Now, children, Faiz’s Hum dekhenge invokes that transformative moment – which probably extended over years and even decades – when the established idols and authorities in seventh century Arabia – the but, taaj and takht – were overturned by a new faith that grounded itself in an ethic of equality and a commitment to reason.
This moment of the inception of Islam – and its subsequent trajectory – is itself deeply ironic, but that needn’t detain us here. It is this moment that is present in Faiz’s poem as a metaphor, a shorthand for invoking – for present political purpose, in late-Zia Pakistan – the energies associated with that transformative moment.
In that moment, whether in seventh century Arabia or 20th century Pakistan – the abandoned and the disinherited, the destitute and the forsaken, find their voice and find the courage to assert themselves. Incidentally, anyone who is uncomfortable with the use of religious idiom for non-religious emotions should read Bhakti poetry, start with Meera and her phantom lover.
The originator of the “complaint” – one Sharma – is a certified Islamophobe, but the IITK “committee” must decide whether it is more uncomfortable with Faiz’s religious idiom, or with its deployment for political purposes.

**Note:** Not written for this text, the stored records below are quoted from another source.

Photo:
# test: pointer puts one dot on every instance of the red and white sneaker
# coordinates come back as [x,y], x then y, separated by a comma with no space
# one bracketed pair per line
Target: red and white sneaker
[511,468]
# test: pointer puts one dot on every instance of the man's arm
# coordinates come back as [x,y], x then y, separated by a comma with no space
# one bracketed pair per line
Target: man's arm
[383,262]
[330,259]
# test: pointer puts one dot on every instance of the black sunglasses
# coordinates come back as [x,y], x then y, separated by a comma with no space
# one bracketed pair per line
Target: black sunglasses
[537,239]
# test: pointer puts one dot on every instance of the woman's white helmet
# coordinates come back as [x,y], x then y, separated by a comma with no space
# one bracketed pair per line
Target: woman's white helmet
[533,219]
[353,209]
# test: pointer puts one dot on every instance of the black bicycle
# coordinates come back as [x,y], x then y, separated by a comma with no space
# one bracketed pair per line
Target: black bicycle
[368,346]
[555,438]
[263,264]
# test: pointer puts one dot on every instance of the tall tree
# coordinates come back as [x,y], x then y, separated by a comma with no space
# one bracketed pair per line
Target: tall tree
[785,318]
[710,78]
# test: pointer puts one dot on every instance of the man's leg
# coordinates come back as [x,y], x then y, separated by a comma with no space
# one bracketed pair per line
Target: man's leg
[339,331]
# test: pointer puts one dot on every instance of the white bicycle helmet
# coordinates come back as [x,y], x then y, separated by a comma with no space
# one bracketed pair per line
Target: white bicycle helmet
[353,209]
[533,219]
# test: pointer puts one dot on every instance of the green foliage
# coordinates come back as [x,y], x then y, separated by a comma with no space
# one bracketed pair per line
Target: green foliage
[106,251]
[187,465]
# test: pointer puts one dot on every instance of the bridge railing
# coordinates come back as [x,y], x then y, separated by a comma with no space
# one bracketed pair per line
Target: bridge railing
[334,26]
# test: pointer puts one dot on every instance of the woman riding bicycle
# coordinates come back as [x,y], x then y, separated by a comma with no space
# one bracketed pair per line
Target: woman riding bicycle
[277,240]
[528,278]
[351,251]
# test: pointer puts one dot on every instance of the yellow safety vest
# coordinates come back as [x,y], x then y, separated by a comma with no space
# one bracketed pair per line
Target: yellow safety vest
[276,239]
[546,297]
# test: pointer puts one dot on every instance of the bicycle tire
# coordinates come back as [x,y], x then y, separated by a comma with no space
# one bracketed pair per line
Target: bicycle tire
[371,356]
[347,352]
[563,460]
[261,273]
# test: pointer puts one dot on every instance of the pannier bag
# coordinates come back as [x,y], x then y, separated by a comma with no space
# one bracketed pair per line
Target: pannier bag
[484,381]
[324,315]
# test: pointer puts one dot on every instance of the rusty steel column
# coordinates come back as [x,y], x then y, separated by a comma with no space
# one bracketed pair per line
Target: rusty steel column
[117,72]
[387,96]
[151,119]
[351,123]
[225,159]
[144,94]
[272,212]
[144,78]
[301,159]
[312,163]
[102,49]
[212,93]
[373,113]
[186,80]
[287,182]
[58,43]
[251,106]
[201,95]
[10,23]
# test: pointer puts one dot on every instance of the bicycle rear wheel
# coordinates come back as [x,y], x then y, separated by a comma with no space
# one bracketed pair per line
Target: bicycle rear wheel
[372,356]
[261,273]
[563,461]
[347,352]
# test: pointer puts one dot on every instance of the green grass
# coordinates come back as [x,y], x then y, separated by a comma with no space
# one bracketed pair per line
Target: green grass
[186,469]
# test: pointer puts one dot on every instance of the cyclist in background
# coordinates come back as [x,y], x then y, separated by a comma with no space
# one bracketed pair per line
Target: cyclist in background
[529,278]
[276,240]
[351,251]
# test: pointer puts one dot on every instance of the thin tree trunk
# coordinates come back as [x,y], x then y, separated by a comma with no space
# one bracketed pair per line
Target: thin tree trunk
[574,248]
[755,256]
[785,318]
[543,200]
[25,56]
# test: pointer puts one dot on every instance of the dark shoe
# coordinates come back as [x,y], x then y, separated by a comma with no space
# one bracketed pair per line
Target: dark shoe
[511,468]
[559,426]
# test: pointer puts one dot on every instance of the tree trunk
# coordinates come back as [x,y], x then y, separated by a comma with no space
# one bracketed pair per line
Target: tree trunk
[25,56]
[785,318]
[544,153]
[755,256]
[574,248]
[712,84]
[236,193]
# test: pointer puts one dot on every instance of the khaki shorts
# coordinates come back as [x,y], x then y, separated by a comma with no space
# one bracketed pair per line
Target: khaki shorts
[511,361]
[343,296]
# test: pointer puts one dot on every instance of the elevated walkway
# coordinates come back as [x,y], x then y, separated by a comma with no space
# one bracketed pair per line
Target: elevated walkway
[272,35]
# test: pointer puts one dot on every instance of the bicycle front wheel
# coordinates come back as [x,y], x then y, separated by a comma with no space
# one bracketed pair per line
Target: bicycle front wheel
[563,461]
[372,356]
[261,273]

This raises the question of the deployment of religious idioms – language, but also practice – in public spaces, both for religious purposes – the devi-jagaran and the namaaz – and also for extra-religious and even non-religious purposes – the whole Ram Janmabhoomi charade.
There is also the related question of equal access to public space, as also the matter of the necessarily delicate equilibrium of both giving (and taking) offence in a multi-cultural, multi-faith society.

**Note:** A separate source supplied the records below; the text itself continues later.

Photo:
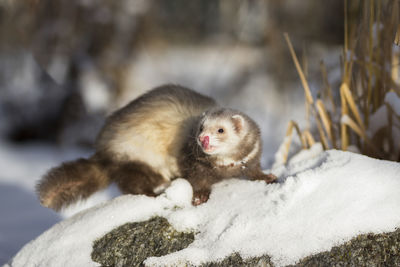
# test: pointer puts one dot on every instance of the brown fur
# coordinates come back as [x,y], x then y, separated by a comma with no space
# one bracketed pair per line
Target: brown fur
[146,144]
[202,170]
[70,182]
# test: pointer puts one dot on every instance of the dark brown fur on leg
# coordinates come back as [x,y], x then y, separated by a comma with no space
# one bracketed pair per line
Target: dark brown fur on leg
[257,174]
[70,182]
[136,178]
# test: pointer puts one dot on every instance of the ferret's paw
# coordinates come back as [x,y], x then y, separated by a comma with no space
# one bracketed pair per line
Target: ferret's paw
[268,178]
[200,197]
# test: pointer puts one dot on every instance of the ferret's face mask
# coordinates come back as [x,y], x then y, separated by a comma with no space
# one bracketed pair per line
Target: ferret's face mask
[218,136]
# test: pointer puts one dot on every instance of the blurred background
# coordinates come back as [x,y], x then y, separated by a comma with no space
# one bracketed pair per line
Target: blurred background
[66,64]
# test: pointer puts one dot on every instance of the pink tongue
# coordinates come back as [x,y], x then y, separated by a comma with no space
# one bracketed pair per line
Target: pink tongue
[205,143]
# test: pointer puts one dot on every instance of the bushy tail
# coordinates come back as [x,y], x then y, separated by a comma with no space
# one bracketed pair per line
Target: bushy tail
[70,182]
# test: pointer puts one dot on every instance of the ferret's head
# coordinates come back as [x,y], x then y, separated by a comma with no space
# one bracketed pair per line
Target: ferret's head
[221,130]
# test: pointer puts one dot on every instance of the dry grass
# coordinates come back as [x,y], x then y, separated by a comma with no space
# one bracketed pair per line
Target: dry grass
[370,70]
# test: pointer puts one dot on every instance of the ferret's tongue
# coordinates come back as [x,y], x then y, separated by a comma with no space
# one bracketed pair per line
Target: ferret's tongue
[206,142]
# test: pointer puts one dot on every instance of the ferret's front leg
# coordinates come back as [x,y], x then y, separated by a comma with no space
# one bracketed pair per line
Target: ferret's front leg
[257,174]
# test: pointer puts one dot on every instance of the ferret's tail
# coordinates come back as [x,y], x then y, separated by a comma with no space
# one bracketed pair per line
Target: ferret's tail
[70,182]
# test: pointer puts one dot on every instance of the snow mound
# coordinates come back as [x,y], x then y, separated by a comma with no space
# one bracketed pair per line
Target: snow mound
[320,201]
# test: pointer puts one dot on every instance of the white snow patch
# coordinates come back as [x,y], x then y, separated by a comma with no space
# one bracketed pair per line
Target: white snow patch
[323,199]
[394,101]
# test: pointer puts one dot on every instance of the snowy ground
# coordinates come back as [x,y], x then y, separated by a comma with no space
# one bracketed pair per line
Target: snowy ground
[22,218]
[323,198]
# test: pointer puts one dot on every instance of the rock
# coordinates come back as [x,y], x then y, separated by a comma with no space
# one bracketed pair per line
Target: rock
[131,243]
[363,250]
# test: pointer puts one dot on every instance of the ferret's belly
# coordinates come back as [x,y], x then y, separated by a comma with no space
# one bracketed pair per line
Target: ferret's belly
[154,144]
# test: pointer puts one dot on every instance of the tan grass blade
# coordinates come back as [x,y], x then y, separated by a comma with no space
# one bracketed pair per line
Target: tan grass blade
[307,136]
[345,91]
[348,121]
[326,122]
[299,70]
[327,85]
[288,139]
[343,128]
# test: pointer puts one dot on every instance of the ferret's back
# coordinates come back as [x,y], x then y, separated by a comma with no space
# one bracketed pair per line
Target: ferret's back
[152,127]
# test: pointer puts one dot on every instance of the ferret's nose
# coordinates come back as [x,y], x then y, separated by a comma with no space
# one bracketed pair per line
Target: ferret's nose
[205,141]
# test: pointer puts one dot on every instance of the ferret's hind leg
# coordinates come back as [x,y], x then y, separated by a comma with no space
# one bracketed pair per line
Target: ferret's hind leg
[137,178]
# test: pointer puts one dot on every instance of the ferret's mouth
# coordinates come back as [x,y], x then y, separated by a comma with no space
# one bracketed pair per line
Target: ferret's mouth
[204,143]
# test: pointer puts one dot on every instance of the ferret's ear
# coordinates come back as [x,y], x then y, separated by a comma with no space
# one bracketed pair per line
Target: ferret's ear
[238,122]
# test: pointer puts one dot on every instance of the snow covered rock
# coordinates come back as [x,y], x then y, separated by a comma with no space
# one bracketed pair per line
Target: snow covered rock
[322,200]
[132,243]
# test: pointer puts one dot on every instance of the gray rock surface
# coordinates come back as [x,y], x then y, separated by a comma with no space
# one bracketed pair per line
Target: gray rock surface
[131,243]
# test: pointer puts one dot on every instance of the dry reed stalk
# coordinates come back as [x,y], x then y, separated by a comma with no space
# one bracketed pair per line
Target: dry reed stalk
[343,127]
[327,86]
[299,70]
[395,67]
[307,136]
[389,129]
[326,121]
[288,139]
[353,125]
[345,91]
[322,136]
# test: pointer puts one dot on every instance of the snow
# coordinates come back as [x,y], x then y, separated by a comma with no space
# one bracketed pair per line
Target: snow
[22,218]
[321,200]
[393,100]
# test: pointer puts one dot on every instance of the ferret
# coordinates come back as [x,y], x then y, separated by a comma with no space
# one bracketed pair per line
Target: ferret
[168,132]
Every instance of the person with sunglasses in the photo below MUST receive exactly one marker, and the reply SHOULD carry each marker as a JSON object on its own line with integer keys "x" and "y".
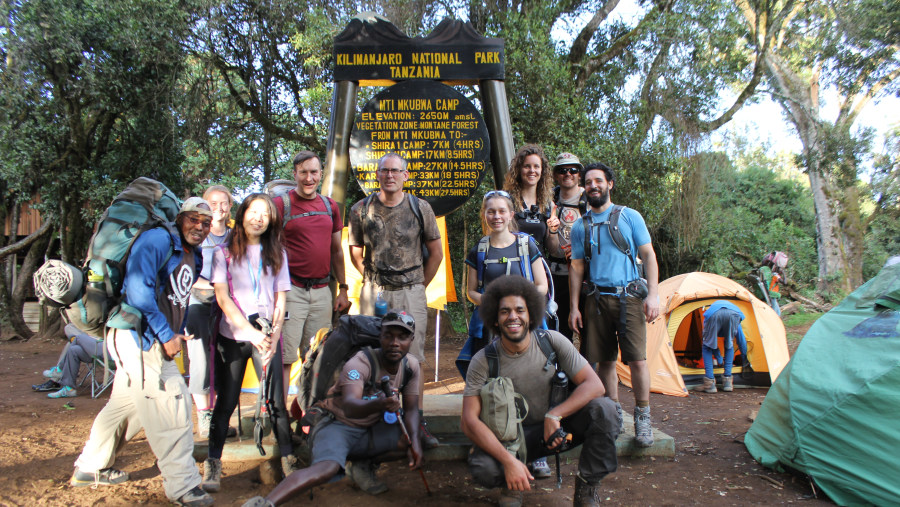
{"x": 251, "y": 280}
{"x": 529, "y": 184}
{"x": 145, "y": 335}
{"x": 359, "y": 427}
{"x": 571, "y": 203}
{"x": 387, "y": 236}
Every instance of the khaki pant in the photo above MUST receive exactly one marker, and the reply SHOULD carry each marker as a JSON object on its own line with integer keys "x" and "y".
{"x": 156, "y": 399}
{"x": 412, "y": 300}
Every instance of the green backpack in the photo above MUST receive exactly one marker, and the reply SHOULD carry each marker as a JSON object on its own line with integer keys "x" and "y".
{"x": 503, "y": 410}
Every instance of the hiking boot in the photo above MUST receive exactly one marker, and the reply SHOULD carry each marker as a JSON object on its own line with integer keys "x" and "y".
{"x": 290, "y": 464}
{"x": 65, "y": 392}
{"x": 709, "y": 386}
{"x": 362, "y": 473}
{"x": 258, "y": 501}
{"x": 429, "y": 441}
{"x": 509, "y": 498}
{"x": 620, "y": 419}
{"x": 586, "y": 494}
{"x": 53, "y": 374}
{"x": 195, "y": 498}
{"x": 540, "y": 469}
{"x": 643, "y": 431}
{"x": 50, "y": 385}
{"x": 105, "y": 477}
{"x": 212, "y": 475}
{"x": 204, "y": 418}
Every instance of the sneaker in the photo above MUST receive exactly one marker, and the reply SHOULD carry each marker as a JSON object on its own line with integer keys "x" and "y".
{"x": 50, "y": 385}
{"x": 212, "y": 475}
{"x": 195, "y": 498}
{"x": 362, "y": 473}
{"x": 586, "y": 494}
{"x": 429, "y": 441}
{"x": 620, "y": 418}
{"x": 643, "y": 431}
{"x": 510, "y": 498}
{"x": 53, "y": 374}
{"x": 258, "y": 501}
{"x": 65, "y": 392}
{"x": 540, "y": 469}
{"x": 290, "y": 464}
{"x": 105, "y": 477}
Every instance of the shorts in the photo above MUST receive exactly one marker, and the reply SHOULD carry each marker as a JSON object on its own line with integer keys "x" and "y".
{"x": 331, "y": 440}
{"x": 600, "y": 342}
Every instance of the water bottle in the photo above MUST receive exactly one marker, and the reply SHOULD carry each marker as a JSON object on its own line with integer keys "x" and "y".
{"x": 559, "y": 389}
{"x": 380, "y": 306}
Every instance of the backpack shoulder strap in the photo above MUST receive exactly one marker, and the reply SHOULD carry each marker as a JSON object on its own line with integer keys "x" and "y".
{"x": 523, "y": 241}
{"x": 614, "y": 233}
{"x": 587, "y": 223}
{"x": 543, "y": 338}
{"x": 484, "y": 244}
{"x": 490, "y": 353}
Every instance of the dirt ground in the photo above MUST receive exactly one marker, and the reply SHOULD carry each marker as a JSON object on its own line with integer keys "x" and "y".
{"x": 41, "y": 439}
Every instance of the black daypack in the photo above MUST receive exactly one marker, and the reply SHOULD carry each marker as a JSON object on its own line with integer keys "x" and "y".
{"x": 323, "y": 363}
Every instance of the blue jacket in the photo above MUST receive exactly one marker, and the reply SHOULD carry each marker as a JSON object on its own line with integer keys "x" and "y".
{"x": 145, "y": 277}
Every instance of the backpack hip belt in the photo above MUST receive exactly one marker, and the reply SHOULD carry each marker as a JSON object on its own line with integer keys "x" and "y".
{"x": 309, "y": 283}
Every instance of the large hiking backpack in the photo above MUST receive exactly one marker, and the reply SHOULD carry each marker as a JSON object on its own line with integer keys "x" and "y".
{"x": 143, "y": 205}
{"x": 324, "y": 362}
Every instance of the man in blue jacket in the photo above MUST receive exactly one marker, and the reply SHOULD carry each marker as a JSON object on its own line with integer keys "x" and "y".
{"x": 149, "y": 391}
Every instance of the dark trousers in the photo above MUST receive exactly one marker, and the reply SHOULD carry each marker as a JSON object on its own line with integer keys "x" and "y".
{"x": 594, "y": 427}
{"x": 561, "y": 296}
{"x": 230, "y": 363}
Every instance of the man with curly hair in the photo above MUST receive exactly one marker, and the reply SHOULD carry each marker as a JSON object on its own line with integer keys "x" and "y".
{"x": 512, "y": 307}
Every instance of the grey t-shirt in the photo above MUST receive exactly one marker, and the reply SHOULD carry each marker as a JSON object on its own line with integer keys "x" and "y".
{"x": 527, "y": 372}
{"x": 392, "y": 238}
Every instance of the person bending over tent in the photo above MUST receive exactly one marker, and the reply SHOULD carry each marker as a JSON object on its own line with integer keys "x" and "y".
{"x": 61, "y": 379}
{"x": 721, "y": 319}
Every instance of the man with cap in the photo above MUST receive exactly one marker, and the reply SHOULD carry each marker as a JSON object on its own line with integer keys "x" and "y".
{"x": 358, "y": 422}
{"x": 149, "y": 392}
{"x": 571, "y": 203}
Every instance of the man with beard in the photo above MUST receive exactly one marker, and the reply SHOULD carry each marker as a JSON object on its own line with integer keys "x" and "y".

Dr Sharma reads some idiot Mughal invasion narrative into Faiz’s ‘Kaaba’ reference and feels offended.
But I am surely on stronger ground in feeling offended at his Brahmin stigmata, his chutiya and his janeu, because for me they symbolise a whole regime of Brahminical inhumanity, of untouchability.

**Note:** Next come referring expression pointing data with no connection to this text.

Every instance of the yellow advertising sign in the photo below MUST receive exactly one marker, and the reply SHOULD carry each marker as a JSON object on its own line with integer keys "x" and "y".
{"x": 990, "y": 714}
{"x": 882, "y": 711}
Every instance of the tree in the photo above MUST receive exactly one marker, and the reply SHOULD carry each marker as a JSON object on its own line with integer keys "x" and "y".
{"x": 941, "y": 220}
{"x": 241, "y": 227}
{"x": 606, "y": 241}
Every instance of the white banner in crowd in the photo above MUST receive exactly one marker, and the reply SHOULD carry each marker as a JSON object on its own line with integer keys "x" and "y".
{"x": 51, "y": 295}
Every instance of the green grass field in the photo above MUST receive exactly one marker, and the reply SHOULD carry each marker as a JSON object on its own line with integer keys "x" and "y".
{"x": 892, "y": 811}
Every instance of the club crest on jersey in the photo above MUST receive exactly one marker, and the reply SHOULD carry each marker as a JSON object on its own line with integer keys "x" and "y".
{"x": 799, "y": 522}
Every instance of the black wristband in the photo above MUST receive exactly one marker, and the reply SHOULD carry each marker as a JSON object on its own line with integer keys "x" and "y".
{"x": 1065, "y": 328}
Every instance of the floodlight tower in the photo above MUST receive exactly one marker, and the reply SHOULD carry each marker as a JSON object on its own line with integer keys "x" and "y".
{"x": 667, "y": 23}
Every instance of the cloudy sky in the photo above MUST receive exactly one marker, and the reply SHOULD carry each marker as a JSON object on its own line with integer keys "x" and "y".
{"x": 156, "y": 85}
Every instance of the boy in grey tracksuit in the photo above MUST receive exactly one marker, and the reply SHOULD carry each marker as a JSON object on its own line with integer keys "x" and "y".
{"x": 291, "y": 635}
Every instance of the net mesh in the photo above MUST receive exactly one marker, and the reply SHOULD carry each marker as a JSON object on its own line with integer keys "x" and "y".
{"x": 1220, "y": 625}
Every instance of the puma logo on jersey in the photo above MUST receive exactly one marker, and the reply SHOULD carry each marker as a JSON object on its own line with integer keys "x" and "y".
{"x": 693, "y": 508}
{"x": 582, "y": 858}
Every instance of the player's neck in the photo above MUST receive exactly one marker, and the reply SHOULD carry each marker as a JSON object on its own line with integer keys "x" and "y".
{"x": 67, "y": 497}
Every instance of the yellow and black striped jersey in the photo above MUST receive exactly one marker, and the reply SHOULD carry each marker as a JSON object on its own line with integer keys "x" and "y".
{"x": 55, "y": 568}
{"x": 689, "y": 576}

So unless IIT-K wishes to collude with the abandonment of the constitutional provision of equality, they must tread carefully – they might have to tonsure Dr Sharma.
Of course, and we are getting there, in Hindu Rashtra, Hindus will be deemed more equal than others, and Brahmins even more so. Welcome to world of Manusmriti.
I insist – there is no shame in ignorance.
Indeed, that is the premise on which all educational endeavour rests. Even IIT-K must aspire to reduce, if not quite remove, ignorance.
And, no doubt, the utility of ignorance as a resource was known to the Romans who kept the masses pacified with bread and circuses – though, as in the present climate of rising unemployment and widespread distress, only circuses might have been less effective.
But what is unique to our phase of history is the weaponisation of ignorance. This is a large subject, and must encompass fake news and social-media echo chambers, and big-data driven micro-targeting – the entire and frightening gamut of challenges to democracy.
But here, it is perhaps sufficient for us to note the uniquely Indian contribution to this crisis, our evolution of a legal apparatus that enables the weaponisation of ignorance through the jurisprudence developed around “hurt religious sentiments”.
So any fool can raise a complaint. And many fools do. But it’s sad to see IIT-K sinking to this level.
Alok Rai is a writer who doesn’t teach in Delhi any more.